I'll have to stay put in the house until the next paycheck comes in. (My Thor Ragnarok date this week is on the rocks.) The October bills have come in.
But I will not regret or feel guilty about buying myself a can of spiced tea yesterday (or the jar of Colombian coffee that accompanied it).
You'll find me writing more now. The first few days, even weeks, will be mostly mundane things. Tediousness of my daily life. Eventually I'll find that the floor beneath my feet have started to get rough with scattered leaves, and the hard cement gives way to wood, and then softer earth. Eventually I'll be able to speak forest language again. Maybe this time I can stay longer. Maybe this time I can stay for good. Maybe this is where I need to stay put to be found.
My dad wanted to have lunch out and we ended up staying in the malls until seven in the evening. It’s a thing here, to hang out in the malls for whatever reason (because it’s airconditioned and clean and bright and we don’t have decent parks).
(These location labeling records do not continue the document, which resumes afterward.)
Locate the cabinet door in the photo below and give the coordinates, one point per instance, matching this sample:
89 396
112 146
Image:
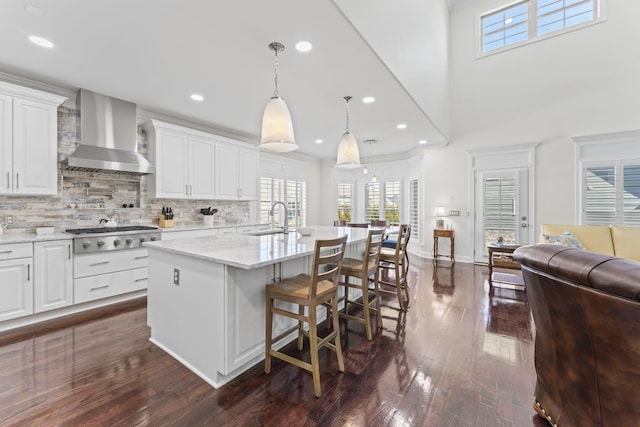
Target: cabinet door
6 150
53 271
248 174
201 166
16 289
171 176
35 148
226 172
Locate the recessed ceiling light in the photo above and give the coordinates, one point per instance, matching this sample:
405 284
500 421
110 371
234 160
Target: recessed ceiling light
40 41
303 46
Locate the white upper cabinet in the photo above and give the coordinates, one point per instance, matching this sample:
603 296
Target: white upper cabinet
184 161
28 140
236 173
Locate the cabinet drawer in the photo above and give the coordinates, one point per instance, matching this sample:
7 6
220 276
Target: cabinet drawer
107 285
16 250
108 262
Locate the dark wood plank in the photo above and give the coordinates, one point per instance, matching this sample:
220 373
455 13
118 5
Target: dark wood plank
462 355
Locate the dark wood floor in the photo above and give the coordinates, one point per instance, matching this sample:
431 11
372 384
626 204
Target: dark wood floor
460 356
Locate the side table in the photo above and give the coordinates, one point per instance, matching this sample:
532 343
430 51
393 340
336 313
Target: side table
447 233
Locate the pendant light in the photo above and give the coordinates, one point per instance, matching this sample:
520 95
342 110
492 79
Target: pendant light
370 143
348 153
277 129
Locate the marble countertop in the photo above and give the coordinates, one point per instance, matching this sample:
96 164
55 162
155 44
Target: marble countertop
249 252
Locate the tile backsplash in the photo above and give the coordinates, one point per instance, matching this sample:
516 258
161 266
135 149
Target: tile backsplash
86 197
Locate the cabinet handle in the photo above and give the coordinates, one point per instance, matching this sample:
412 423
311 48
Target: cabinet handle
98 263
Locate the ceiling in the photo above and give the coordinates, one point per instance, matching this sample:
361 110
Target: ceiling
157 53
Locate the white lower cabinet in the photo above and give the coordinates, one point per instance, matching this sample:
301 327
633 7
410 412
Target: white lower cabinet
53 275
16 280
102 275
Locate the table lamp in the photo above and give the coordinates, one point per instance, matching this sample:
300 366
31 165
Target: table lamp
440 213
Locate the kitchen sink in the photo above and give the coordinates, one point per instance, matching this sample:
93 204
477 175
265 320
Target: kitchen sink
266 232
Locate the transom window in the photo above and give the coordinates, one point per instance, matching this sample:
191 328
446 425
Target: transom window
531 19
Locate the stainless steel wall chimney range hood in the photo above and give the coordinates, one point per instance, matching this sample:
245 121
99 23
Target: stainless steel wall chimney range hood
108 132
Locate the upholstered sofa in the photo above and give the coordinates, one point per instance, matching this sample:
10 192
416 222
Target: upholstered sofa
619 241
586 309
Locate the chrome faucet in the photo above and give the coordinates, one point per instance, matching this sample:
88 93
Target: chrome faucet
285 227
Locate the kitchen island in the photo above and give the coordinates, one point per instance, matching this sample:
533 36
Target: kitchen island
206 295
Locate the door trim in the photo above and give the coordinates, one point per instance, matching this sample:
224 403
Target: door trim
501 157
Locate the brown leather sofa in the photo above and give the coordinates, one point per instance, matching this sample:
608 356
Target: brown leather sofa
586 309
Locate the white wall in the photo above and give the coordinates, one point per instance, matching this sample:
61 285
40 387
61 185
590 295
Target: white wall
578 83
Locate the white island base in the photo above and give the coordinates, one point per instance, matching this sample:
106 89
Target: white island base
206 296
213 321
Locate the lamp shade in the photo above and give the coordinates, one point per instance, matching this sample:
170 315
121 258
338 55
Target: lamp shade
277 128
439 211
348 153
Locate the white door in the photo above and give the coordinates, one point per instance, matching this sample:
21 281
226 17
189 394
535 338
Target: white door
501 207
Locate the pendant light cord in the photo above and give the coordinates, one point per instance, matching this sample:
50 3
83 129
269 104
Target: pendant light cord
347 98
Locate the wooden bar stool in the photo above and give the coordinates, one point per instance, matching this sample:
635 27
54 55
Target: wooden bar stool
365 270
395 259
308 291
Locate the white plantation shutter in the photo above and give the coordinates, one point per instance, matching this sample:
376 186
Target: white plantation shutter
612 194
344 201
414 208
500 209
371 201
554 15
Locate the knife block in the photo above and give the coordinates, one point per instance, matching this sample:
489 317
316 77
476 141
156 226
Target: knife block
166 223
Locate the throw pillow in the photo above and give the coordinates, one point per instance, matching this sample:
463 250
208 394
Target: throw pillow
566 238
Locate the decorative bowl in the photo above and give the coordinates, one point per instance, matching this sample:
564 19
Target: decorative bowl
305 231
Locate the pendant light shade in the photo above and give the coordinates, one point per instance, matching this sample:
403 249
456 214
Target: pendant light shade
277 128
348 152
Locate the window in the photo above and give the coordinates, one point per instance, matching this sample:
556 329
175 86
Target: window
344 201
531 19
612 194
554 15
273 190
505 27
371 201
414 208
392 202
296 203
374 209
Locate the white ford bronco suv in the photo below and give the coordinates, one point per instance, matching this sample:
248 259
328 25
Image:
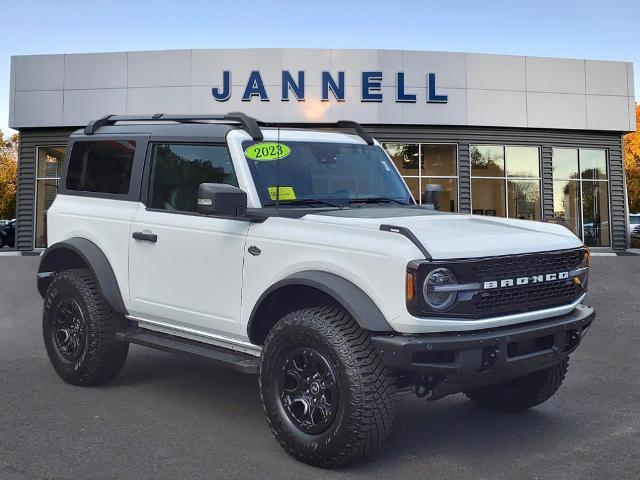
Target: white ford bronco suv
296 251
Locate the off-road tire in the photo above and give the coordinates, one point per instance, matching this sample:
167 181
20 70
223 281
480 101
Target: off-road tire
365 410
521 393
102 356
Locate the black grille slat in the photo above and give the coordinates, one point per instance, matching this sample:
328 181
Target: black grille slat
533 295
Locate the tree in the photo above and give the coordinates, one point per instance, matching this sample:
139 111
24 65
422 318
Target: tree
8 175
632 166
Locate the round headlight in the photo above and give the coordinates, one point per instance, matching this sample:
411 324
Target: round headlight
436 298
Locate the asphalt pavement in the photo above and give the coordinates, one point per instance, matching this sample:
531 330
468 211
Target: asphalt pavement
175 417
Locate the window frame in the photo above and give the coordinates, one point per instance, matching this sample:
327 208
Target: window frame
145 190
506 177
419 176
579 180
136 169
35 186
I made the most of it by:
- buying more watercolour paper and envelopes
- buying a vacuum insulated tumbler where I can have all my purchased beverages put in and I won’t have to use paper or plastic cups again (I even have my own reusable stainless steel straw)
- buying a lip brush so I can use up every bit of my favourite lipsticks and not have to buy new ones until everything’s all used up (the brush is inexpensive)
- discovering and buying two packs of cotton twine (each pack has 3 balls for only $1 per pack) which I plan to use for packing orders as well as art material for my mixed media paintings
My sister and I also took our time having coffee and dessert.
In the process I walked more than 10,000 steps according to my Health App tracker.
So now I’m reorganising my to-do list. A fresh restart tomorrow of what I had intended to do today.